In a recent post I pitted listedwise deletion against Full Information Maximum Likelihood (FIML) to see which outperformed which in an instrumental variables analysis (listwise deletion won). However, a big caveat of that analysis was that I didn’t use FIML to generate predicted values of x because lavaan can’t produce predicted values with incomplete data. So, this post is the same analysis, but with multiple imputation instead of FIML so that we can generated predicted values of x with the incomplete data. Analysis below:

{% raw %}

library(ggplot2)
library(lavaan)
library(plyr)
library(mice)

true_est <- NULL
mi_est <- NULL
miss_est <- NULL


set.seed(35)


#generate the instrument

i <- rnorm(2000, sd = 1)

# generate the covariate 

c <- rnorm(2000, sd = 1)

# generate x. it has a moderate relation with c and i

x <- 0 + .3 * c + .3 * i + rnorm(2000, sd = .5) 

# generate y. it has a moderate relation with c and x.

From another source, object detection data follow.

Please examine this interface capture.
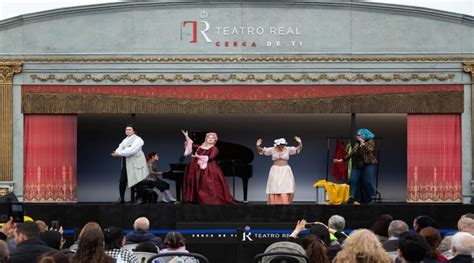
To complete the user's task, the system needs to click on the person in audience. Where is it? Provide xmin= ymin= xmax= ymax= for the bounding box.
xmin=420 ymin=226 xmax=448 ymax=263
xmin=413 ymin=215 xmax=436 ymax=233
xmin=302 ymin=235 xmax=330 ymax=263
xmin=332 ymin=229 xmax=392 ymax=263
xmin=438 ymin=214 xmax=474 ymax=253
xmin=160 ymin=232 xmax=189 ymax=254
xmin=395 ymin=232 xmax=428 ymax=263
xmin=70 ymin=228 xmax=116 ymax=263
xmin=40 ymin=230 xmax=64 ymax=250
xmin=328 ymin=215 xmax=347 ymax=245
xmin=38 ymin=250 xmax=69 ymax=263
xmin=289 ymin=219 xmax=341 ymax=260
xmin=181 ymin=130 xmax=236 ymax=205
xmin=69 ymin=222 xmax=102 ymax=251
xmin=382 ymin=220 xmax=408 ymax=252
xmin=104 ymin=227 xmax=138 ymax=263
xmin=134 ymin=241 xmax=159 ymax=254
xmin=370 ymin=214 xmax=393 ymax=242
xmin=0 ymin=240 xmax=10 ymax=263
xmin=35 ymin=220 xmax=48 ymax=233
xmin=146 ymin=152 xmax=176 ymax=203
xmin=153 ymin=232 xmax=196 ymax=263
xmin=0 ymin=217 xmax=16 ymax=241
xmin=125 ymin=217 xmax=163 ymax=249
xmin=10 ymin=222 xmax=52 ymax=263
xmin=256 ymin=136 xmax=303 ymax=205
xmin=448 ymin=232 xmax=474 ymax=263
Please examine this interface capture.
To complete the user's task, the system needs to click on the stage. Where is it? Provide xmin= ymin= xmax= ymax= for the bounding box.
xmin=12 ymin=202 xmax=474 ymax=263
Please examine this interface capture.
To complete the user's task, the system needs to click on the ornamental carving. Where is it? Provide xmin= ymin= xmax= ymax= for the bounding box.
xmin=0 ymin=62 xmax=21 ymax=84
xmin=0 ymin=56 xmax=474 ymax=63
xmin=31 ymin=73 xmax=455 ymax=83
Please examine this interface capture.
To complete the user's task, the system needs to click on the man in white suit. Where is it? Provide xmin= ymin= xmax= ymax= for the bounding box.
xmin=112 ymin=125 xmax=149 ymax=204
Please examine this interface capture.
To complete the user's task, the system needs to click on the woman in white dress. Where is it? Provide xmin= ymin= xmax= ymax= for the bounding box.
xmin=257 ymin=136 xmax=303 ymax=205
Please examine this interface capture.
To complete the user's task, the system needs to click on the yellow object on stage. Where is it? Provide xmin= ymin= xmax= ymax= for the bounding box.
xmin=313 ymin=180 xmax=349 ymax=205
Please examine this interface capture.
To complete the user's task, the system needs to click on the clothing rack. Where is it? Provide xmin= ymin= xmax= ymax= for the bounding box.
xmin=326 ymin=136 xmax=383 ymax=201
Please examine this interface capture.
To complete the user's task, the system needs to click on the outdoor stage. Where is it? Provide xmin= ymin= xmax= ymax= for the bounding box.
xmin=12 ymin=203 xmax=474 ymax=263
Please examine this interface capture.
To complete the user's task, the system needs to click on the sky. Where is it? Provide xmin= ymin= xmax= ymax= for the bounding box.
xmin=0 ymin=0 xmax=474 ymax=20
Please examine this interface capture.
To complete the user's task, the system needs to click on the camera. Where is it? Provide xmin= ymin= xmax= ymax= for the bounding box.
xmin=10 ymin=203 xmax=25 ymax=223
xmin=51 ymin=220 xmax=59 ymax=230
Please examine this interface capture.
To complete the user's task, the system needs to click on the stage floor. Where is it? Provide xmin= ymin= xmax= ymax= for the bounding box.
xmin=13 ymin=203 xmax=474 ymax=263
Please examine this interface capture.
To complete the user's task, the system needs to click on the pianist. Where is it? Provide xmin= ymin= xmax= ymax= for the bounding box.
xmin=256 ymin=136 xmax=303 ymax=205
xmin=182 ymin=130 xmax=235 ymax=205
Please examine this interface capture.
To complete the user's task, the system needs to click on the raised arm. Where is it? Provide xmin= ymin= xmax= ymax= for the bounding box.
xmin=115 ymin=137 xmax=145 ymax=157
xmin=295 ymin=136 xmax=303 ymax=153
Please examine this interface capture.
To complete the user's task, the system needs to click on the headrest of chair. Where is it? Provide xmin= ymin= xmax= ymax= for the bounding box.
xmin=262 ymin=241 xmax=306 ymax=263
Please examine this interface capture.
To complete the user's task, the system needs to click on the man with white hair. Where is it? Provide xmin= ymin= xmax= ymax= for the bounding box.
xmin=448 ymin=232 xmax=474 ymax=263
xmin=382 ymin=220 xmax=408 ymax=252
xmin=125 ymin=217 xmax=163 ymax=249
xmin=328 ymin=215 xmax=347 ymax=244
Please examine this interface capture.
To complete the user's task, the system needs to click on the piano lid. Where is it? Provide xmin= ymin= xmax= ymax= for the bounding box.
xmin=189 ymin=131 xmax=254 ymax=164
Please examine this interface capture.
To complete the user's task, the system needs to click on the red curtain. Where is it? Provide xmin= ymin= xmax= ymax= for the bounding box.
xmin=23 ymin=115 xmax=77 ymax=202
xmin=407 ymin=114 xmax=462 ymax=202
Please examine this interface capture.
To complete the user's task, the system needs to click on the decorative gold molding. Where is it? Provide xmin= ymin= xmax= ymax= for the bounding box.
xmin=0 ymin=55 xmax=474 ymax=63
xmin=0 ymin=63 xmax=21 ymax=184
xmin=463 ymin=59 xmax=474 ymax=183
xmin=31 ymin=73 xmax=455 ymax=83
xmin=22 ymin=92 xmax=464 ymax=114
xmin=0 ymin=62 xmax=21 ymax=84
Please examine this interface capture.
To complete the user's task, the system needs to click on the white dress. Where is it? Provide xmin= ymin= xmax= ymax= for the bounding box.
xmin=263 ymin=147 xmax=298 ymax=194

y <- 0 + .3 * c + .3 * x + rnorm(2000, sd = .5)

# create the data frame

dat <- data.frame(i, x, c, y)

# now get the predicted values of x, controlling for c

pred <- predict(lm(x ~ i + c, data = dat))

dat$pred <- pred

# and predict y from the predicted values of x, controlling for c

mod.iv <- lm(y ~ pred + c, data = dat)

# store the true estimate

true_est <- c(true_est, coef(mod.iv)['pred'])

# now remove values

dat <- dat[,names(dat) != 'pred']

for (j in 5:1995)
{
  
  dat_miss <- dat
  
  dat_miss[sample(nrow(dat), j),][,c('c')] <- NA
  
  # predict x from i, controlling for c
  
  pred <- predict(lm(x ~ i + c, dat_missa = dat_miss))
  
  # get ready to merge the predicted values into the dat_missaset
  
  pred <- data.frame(names(pred), pred)
  
  names(pred) <- c('ID', 'pred')
  
  dat_miss$ID <- rownames(dat_miss)
  
  # merge the predicted values
  
  dat_miss <- join(dat_miss, pred, by='ID')
  
  # predict y from the predicted values, controlling for c. this will listwise delete cases with missing values
  
  mod.miss <- lm(y ~ pred + c, data = dat_miss)
  
  # store the estimate
  
  miss_est <- c(miss_est, coef(mod.miss)['pred'])
  
  # create an imputed dataset
  
  dat_miss.mi <- dat_miss[, ! names(dat_miss) %in% c('pred', 'ID')]

  # impute the dataset

  dat_miss.mi <- mice(dat_miss.mi)
  
  # make a completed dataset 
  
  dat_miss.mi <- complete(dat_miss.mi)

  # get predicted x values
  
  pred <- predict(lm(x ~ i + c, data = dat_miss.mi))
  
  dat$pred <- pred
  
  # and predict y from the predicted values of x, controlling for c
  
  mod.iv <- lm(y ~ pred + c, data = dat)
  
  # store the mi estimate
  
  mi_est <- c(mi_est, coef(mod.iv)['pred'])  

  
}


frame <- data.frame(miss_est, mi_est)

frame$true_est <- true_est

frame$dist_miss <- frame$true_est - frame$miss_est

frame$dist_mi <- frame$true_est - frame$mi_est

frame$x <- 5:1995

{% endraw %}

Now we can plot the distance from the true estimate for multiple imputation and listwise deletion. Listwise deletion is in red, and multiple imputation is in blue. The y axis is the distance from the true estimate, and the x axis is the number of missing data points.

With this one, we see that multiple imputation outperforms listwise deletion. So, the takeaway is that a procedure to handle missing data outperforms listwise deletion, but only if you use that procedure to get your predicted x values, in addition to predicting y.